– Трудный был день?
– Насыщенный.
– Вижу. Как ты ухитряешься?
«Дурное дело нехитрое», «хотел поближе к жизни», «так вышло». Последний вариант ответа, во всей своей незатейливой честности, трусости, был универсальным девизом Сашиной жизни – был бы девизом, если бы о нём не стыдно было сказать вслух. Потому что гласные девизы – они гордые, яркие, казовые, желательно на латыни или старофранцузском, «честью и верностью», «Богу и Государю», «без лести предан», или вот: «не поколеблет», – звучит же? – если и допускается в них нотка фатализма, то это фатализм с хорошей осанкой, «Твой есмь аз», «Бог моя надежда», не какая-нибудь малодушная размазня… толстый роман можно написать (что и было мастерски выполнено) про девиз Au Plaisir de Dieu… несложно вручить себя попечению богов, когда известно, что не ерунду на палочке вручаешь, не какую-то пакость, хлам, тряпку множественного – и стол протереть, и высморкаться, и коту по морде – назначения; даже если вдруг в глазах Бога французский герцог и такая тряпка равноценны, то как быть с самосознанием – тряпки, и притом вонючей… Остановись.
– Так вышло.
(Или: в те времена, времена девизов, и вонючие тряпки твёрдо знали, что их запах приятно щекочет Богу в носу.
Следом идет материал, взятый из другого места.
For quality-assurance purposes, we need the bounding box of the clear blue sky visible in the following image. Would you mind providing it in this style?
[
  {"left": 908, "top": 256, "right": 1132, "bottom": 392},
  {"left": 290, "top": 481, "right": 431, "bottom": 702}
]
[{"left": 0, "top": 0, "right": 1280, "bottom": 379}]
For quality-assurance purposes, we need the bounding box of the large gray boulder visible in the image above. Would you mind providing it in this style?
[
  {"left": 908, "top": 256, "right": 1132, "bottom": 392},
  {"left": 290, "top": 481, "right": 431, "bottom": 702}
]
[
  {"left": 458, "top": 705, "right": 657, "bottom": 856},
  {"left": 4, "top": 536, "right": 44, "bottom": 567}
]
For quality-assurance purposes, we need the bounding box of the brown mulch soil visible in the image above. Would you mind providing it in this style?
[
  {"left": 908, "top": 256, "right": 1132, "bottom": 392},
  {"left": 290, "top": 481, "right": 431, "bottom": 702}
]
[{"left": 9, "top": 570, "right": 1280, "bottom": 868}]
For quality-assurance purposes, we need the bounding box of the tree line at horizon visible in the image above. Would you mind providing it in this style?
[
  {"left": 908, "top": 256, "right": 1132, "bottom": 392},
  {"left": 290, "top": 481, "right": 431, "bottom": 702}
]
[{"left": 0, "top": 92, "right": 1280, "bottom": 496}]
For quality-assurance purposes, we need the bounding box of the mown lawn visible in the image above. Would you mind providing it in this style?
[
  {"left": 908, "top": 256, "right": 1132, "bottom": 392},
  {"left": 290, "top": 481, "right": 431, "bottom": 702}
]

В XXI веке Бога обязали не принюхиваться, слово «тряпка» запретили, а вонь, во всём спектре, победили дезодорантами – есть же и моральные антиперспиранты, 48 часов POWER.)
– Сколько в Филькине воскрешённых?
– В самом городе немного, – не удивившись, сказал Расправа и стал натирать мелом кий и пальцы. – Крестьян по области раскидали, детей – по детдомам. Здесь те, кого на землю не спихнёшь: уголовники и умственного труда.
– Уголовники-то откуда взялись?
Уголовники взялись из Москвы и Ленинграда, которые после введения паспортов зачищали от деклассированного и соцвредного элемента. (132 тысячи на 1933 год. Под этот замес угодил поэт Клюев). С потоком раскулаченных они попали на Обь и Васюган, в Нарымский край, и начальство на местах очень скоро принялось слать центральным властям взволнованные депеши о необходимости «прекратить посылку в Западную Сибирь рецидивистов-уголовников ввиду явной непригодности этих контингентов к условиям освоения Севера». Потому как крестьяне что: отрыли себе землянки, накопали кореньев – живут; с деклассированными этот фокус не прошёл. Не приспособленные к труду, на высылку «в тайгу», «за болота», «на кочки» они ответили побегами, убийствами, разбоем и «террором бандитских элементов». (Элементы грабили местное население, а оно избивало их дрекольем.) Попытались локализовать, и так, в частности, появился Смерть-остров, Остров людоедов: за месяц, с 18.05 по 18.06.1933 из шести тысяч человек две тысячи умерли по тем или иным… при расследовании одиннадцать человек были приговорены к ВМН за людоедство… по тем или иным причинам. («…Если бы эти прибывшие деклассированные были выселены не на остров, а на места, то их положение было бы лучше, но для местного населения это была бы могила».) В виде заключительной виньетки добавим, что местное население очень хорошо привыкло греть руки на ссыльных, пока ссылка оставалась неуголовной: политические, крестьяне и лишенцы.
– Откуда ты всё это знаешь?
– С людьми говорил.
– И как люди… реагируют?
– На что?
– Вообще.
– …
– Ты же не думаешь, что их тоже воскресили?
– Кого?
– Людоедов.
– Приветствую, мужчины.
Потом Саша думал, что Марья Петровна вошла в его жизнь громами и молниями, а полковник Татев – соринкой в глазу, которая сперва только раздражает, но очень быстро заслоняет собою всё. Саша посмотрел на Расправу. Расправа был как спокойный, благожелательный шкаф, и в нём за надёжной дверцей хранились порядок, здравый смысл, справедливость… может, конечно, и ствол лежит под стопкой отглаженных простыней, но это такой ствол, правильный.